Beds of seagrass are facing decline across the world. As per researchers, around 30,000 square kilometres of seagrass has been lost during recent decades. Some sort of natural disturbances also they face like grazing, storms, ice-scouring, and desiccation.
Note: Ice-scouring is abrasion and erosion of seabeds by glaciers and desiccation is extreme dryness.

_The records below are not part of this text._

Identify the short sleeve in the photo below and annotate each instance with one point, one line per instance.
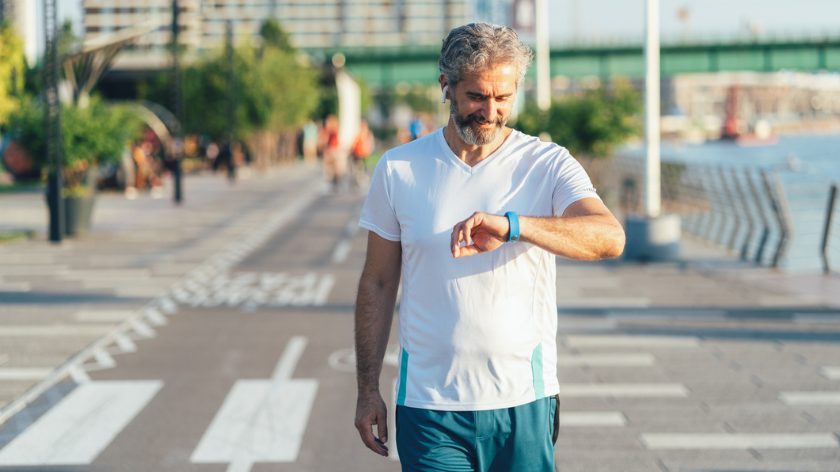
(571, 184)
(378, 213)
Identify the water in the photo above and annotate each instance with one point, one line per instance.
(806, 165)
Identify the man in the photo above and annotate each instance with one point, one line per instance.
(471, 216)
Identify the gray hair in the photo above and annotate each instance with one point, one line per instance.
(475, 46)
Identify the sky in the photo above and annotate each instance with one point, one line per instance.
(589, 21)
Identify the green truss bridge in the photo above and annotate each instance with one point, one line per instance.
(389, 67)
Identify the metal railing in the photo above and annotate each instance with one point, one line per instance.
(748, 212)
(827, 230)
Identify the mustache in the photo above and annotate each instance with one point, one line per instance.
(476, 118)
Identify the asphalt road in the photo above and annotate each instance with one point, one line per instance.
(247, 365)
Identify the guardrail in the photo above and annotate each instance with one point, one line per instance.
(827, 230)
(752, 213)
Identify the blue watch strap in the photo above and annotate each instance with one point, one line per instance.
(513, 221)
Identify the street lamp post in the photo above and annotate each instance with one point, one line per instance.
(177, 106)
(231, 100)
(52, 123)
(652, 236)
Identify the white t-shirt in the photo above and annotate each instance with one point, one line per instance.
(478, 332)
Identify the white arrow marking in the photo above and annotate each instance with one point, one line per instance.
(261, 420)
(81, 426)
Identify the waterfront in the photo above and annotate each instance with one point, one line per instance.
(807, 165)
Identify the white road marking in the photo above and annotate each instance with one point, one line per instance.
(637, 390)
(103, 315)
(566, 324)
(593, 418)
(810, 398)
(648, 315)
(831, 372)
(252, 290)
(55, 330)
(15, 287)
(632, 341)
(155, 317)
(739, 441)
(817, 317)
(601, 302)
(607, 360)
(261, 420)
(342, 249)
(125, 343)
(80, 427)
(31, 373)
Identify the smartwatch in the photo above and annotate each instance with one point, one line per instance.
(513, 221)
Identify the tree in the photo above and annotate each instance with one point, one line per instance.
(90, 136)
(591, 124)
(272, 90)
(12, 72)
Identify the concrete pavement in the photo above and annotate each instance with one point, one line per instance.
(182, 319)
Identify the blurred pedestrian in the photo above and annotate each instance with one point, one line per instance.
(335, 159)
(310, 141)
(360, 152)
(477, 380)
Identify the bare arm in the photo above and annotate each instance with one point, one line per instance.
(374, 313)
(586, 231)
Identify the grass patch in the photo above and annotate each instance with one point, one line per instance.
(18, 187)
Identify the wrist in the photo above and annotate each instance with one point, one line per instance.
(513, 226)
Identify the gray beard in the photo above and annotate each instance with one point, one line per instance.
(468, 134)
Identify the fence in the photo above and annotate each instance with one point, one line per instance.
(768, 217)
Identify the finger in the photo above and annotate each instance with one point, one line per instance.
(453, 240)
(372, 442)
(469, 251)
(382, 429)
(468, 226)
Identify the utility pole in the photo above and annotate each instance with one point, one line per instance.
(652, 236)
(543, 56)
(231, 90)
(177, 105)
(653, 203)
(52, 123)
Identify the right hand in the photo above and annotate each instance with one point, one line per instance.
(370, 411)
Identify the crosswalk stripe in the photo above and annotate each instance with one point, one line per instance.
(607, 360)
(739, 441)
(624, 390)
(593, 418)
(810, 398)
(103, 315)
(24, 373)
(632, 341)
(55, 330)
(831, 372)
(77, 429)
(261, 420)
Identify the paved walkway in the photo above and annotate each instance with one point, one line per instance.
(707, 364)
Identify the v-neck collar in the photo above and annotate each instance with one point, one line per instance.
(493, 156)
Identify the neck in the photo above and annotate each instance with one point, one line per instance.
(471, 154)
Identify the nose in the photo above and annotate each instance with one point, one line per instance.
(490, 109)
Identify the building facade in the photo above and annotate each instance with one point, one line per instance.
(311, 24)
(22, 16)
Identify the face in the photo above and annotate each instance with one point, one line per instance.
(481, 103)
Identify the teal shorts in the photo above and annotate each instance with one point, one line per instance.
(508, 439)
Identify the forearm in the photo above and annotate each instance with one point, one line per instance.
(589, 237)
(374, 314)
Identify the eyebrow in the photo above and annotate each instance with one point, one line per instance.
(484, 95)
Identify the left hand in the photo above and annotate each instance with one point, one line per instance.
(481, 232)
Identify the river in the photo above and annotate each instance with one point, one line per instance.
(807, 165)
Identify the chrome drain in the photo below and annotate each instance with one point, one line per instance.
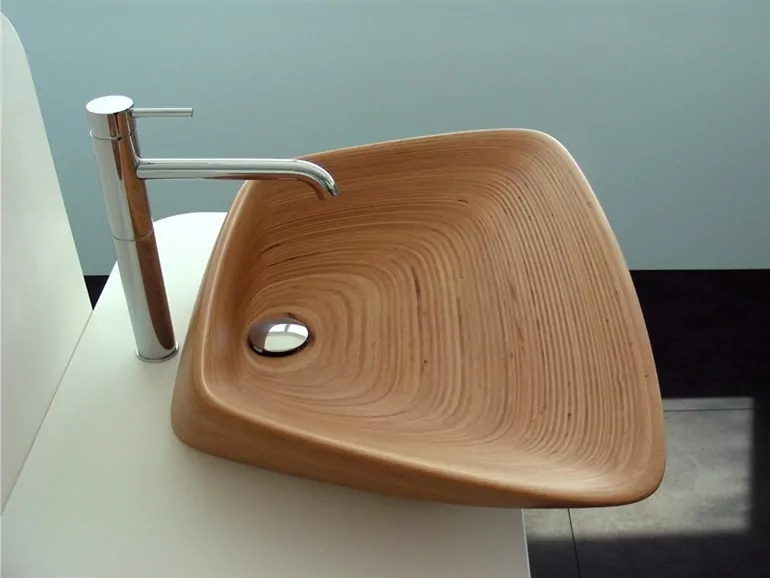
(278, 337)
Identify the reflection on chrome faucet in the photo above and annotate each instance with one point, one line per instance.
(122, 172)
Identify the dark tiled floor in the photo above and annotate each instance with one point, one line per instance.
(710, 332)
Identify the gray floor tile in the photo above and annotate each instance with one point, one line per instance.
(710, 403)
(549, 540)
(708, 518)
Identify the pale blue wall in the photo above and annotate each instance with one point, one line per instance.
(664, 103)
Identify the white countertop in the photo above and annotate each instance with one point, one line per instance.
(108, 491)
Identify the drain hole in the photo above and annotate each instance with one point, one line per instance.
(278, 337)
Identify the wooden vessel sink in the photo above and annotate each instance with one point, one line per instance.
(475, 335)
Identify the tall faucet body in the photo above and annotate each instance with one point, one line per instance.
(123, 172)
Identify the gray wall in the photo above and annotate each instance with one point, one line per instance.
(664, 103)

Human disturbances also pose threat including eutrophication, overfishing, release of nutrients, mechanical destruction of habitat, coastal engineering construction, pollution, etc
Therefore, we can say that if habitats of seagrass are lost then the marine organisms that are dependent on them will also not able to survive properly and may also face extinction. It will also result in the loss of marine ecosystem productivity. At the global level protection and restoration should be attempted as it can play an important role in mitigating climate change. It is necessary to take measures to conserve seagrasses and their habitats.